TRENGGALEK, bioztv.id – Penanganan dan mitigasi bencana perkotaan, puluhan petugas unit reaksi cepat (URC) Kota Blitar latihan di Pos SAR Trenggalek. Mereka akan mendapatkan materi medis dasar dan penggunaan alat rescue untuk penanganan bencana perkotaan.

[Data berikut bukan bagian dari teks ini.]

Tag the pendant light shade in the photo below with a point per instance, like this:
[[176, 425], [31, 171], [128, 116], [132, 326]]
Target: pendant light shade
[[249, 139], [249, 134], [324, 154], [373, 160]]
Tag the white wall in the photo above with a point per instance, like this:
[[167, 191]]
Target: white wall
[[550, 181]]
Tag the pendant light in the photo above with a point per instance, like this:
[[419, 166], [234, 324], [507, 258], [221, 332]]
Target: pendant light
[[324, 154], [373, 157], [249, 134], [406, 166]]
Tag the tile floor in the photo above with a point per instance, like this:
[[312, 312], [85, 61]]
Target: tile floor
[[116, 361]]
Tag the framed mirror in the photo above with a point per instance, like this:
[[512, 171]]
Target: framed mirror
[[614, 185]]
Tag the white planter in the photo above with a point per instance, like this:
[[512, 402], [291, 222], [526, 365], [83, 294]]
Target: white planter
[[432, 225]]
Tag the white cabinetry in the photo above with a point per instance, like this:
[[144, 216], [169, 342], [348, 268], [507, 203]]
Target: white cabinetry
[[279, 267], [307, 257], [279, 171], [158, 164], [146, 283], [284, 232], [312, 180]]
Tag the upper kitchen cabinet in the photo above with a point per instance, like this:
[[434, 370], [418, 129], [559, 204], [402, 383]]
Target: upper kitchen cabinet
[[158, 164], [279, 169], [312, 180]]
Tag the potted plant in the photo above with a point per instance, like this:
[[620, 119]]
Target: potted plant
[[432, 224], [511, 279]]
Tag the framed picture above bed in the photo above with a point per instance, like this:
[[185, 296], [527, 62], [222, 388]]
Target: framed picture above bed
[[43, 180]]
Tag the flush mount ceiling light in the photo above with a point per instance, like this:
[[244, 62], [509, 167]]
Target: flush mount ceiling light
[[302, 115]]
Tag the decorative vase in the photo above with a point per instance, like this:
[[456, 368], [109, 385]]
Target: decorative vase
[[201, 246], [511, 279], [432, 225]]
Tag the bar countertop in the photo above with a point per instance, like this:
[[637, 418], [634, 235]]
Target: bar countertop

URC ini berasal dari beberapa intansi, diantaranya BPBD, Satpol PP, PMI, dan Tagana.
Menuurt keterangan Sekretaris Daerah Kota Blitar, Priyo Suhartono menyampaikan, bencana alam tak hanya terjadi dikawasan pelosok, tapi juga sangat riskan terjadi pada wilayah perkotaan. Seperti halnya angin kencang, kebakaran, pohon tumbang, bangunan roboh hingga bencana sosial. Pada pelatihan di Pos SAR Trenggalek ini pihaknya menerjunkan 25 personil yang berasal dari BPBD, Satpol PP, PMI, dan Tagana, untuk mengikuti pelatihan mitigasi bencana perkotaan (Urban Rescue). Dengan harapan bisa meningkatkan profesionalitas, kompetensi dan keterampilan personil urc.
Sementara itu, Koordinator Pos SAR Basarnas Trenggalek, Yoni Fariza menjelaskan, bencana perkotaan atau urban rescue, tentu memiliki penyikapan yang berbeda. Terutama dalam hal pertolongan pertama yang harus dilakukan terhadap dampak bencana perkotaan tersebut.
Yoni juga menambahkan, pelatihan urban rescue ini dinilai sangat penting. Pasalnya, seringkali wilayah perkotaan dianggap sebelah mata, dalam hal bencana alam. Meskipun, perkotaan tidak memiliki gunung dan sungai yang besar, bukan berarti terhindar dari bencana alam. Sehingga harus ada persiapan pencegahan, hingga penanganan saat terjadi bencana.